I dunno. I mean, I definitely didn't want to start out making assumptions about your background, and I vaguely remember Izzy sharing something about his that definitely didn't involve having a sheltered or privileged life. I do feel like some people here must have lived fairly sheltered lives though, when I see the amount of offense caused by crude or coarse language. Everyone’s entitled to do all the tut-tutting they feel moved to, of course. And more politically substantiated arguments about the shadow sides of distinct vocabularies, especially as they concern race, gender, etc -- as you already started making -- can of course be perfectly legitimate and valuable.
But I dunno. I’d just disadvise y’all to try learning, say, Dutch or Hungarian, because some of you’d have conniptions if you heard the kind of things people say in the street. Many Dutch will mutter "****!" when they stub their toe or sigh "what **** weather" at the rain (not to mention their habit of using horrible diseases as casual curses); and in Hungary I heard people every day being impressed or exasperated enough at something (not specifically women) to exclaim "this whore!". (And that was the least of it.)
Considering we're digressing into the politics of language here, I will definitely admit to a certain defensiveness about the policing of language where I feel it erases the voices and vocabularies of... well, let’s say, for lack of more precise or nuanced categorizations, working class people. Not that every working class lad goes about spouting obscenities all the time, of course! Lot of working class families will deeply frown on them as well; my granny certainly would have (though my great aunt maybe not so much...). Neither that you won't catch a middle class person in one, of course.
But there
is a very long history of cultural policing, going back a couple of centuries, in which upper and middle class people tried to restrain, suppress, punish and cleanse out the rawer and rowdier dimensions of working class culture, including its richly objectionable vocabularies of cursing and swearing, using all the institutional power they wielded in top-down and sometimes violent “civilization offensives”. It’s not a proud history, in my opinion.
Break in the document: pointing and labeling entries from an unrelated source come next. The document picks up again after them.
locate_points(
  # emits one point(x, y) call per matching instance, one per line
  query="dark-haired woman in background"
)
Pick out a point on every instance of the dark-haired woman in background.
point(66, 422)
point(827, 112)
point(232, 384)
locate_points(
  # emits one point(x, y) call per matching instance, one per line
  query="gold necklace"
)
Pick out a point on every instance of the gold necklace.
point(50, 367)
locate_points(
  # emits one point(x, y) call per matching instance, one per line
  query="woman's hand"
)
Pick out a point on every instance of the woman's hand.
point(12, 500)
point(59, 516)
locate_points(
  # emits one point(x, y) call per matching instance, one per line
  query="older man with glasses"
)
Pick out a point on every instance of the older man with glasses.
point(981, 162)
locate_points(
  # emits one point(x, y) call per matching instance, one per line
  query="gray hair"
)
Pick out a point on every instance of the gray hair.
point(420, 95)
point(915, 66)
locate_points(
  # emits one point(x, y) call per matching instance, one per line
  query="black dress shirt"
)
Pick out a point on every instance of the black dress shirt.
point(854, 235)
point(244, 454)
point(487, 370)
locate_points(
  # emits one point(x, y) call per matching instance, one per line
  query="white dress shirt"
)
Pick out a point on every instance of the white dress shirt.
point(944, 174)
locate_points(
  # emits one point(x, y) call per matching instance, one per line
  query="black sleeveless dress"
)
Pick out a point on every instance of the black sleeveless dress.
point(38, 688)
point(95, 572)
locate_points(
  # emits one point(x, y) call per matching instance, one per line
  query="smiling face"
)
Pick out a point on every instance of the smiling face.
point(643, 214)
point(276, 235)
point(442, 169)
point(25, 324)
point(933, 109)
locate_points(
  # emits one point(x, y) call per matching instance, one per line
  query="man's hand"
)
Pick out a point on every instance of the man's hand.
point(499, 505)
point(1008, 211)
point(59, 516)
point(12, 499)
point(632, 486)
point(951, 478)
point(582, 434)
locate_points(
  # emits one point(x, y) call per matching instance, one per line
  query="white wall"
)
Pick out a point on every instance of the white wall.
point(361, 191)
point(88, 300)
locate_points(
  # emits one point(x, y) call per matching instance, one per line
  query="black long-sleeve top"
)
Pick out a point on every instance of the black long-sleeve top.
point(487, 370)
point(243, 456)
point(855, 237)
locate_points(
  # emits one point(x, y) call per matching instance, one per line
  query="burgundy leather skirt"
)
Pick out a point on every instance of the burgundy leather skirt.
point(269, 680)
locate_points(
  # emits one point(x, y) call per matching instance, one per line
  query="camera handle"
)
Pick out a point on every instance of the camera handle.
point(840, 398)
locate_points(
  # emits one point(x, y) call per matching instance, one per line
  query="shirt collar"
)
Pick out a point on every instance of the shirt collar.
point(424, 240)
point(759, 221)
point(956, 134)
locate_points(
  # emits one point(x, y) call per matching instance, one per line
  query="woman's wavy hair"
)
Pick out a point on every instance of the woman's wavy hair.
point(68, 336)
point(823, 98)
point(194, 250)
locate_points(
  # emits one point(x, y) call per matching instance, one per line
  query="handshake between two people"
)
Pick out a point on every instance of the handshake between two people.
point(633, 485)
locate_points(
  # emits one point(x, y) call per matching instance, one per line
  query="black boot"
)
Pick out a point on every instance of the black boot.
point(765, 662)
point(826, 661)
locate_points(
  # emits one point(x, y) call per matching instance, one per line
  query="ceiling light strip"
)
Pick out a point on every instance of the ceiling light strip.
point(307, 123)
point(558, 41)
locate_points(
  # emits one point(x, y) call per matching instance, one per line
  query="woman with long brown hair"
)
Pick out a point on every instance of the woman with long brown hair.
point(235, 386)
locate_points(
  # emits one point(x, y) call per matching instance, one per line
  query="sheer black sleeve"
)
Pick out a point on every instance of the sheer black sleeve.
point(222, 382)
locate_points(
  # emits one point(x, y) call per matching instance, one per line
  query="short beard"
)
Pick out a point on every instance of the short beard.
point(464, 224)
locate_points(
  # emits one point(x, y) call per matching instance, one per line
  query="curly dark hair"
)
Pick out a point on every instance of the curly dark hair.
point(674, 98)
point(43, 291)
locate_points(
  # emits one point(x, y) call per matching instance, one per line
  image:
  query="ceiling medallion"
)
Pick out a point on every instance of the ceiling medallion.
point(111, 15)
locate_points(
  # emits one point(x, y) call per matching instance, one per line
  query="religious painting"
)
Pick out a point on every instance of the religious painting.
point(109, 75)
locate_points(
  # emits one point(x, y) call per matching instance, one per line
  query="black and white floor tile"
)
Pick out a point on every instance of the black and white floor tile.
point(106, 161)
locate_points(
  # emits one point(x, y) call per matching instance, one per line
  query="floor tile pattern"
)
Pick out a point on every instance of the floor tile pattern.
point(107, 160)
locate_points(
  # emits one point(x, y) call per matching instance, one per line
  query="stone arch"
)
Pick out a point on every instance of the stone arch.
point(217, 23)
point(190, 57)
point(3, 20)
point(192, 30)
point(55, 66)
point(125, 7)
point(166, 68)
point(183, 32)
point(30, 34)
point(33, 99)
That doesn't mean everyone should just accept any old racist, sexist, or violent speech. I feel that forums like this should clean out the hate speech, and ideally their users would rebuke, ridicule or ignore any of the other racist/sexist/etc stuff that doesn't meet that bar. But even if I totally accept that an argument about the word "****" could be made in either direction and the borderline is necessarily fuzzy, I do feel there is more generally speaking a difference between racist/sexist/etc and hate speech on the one hand, and stuff that just makes some people tut-tut in offense because it's crude, rude and vulgar on the other.
Anyway, I did it again - derailed the thread (or helped the derail along, at least) with some lengthy digression about something entirely unrelated. Apologies.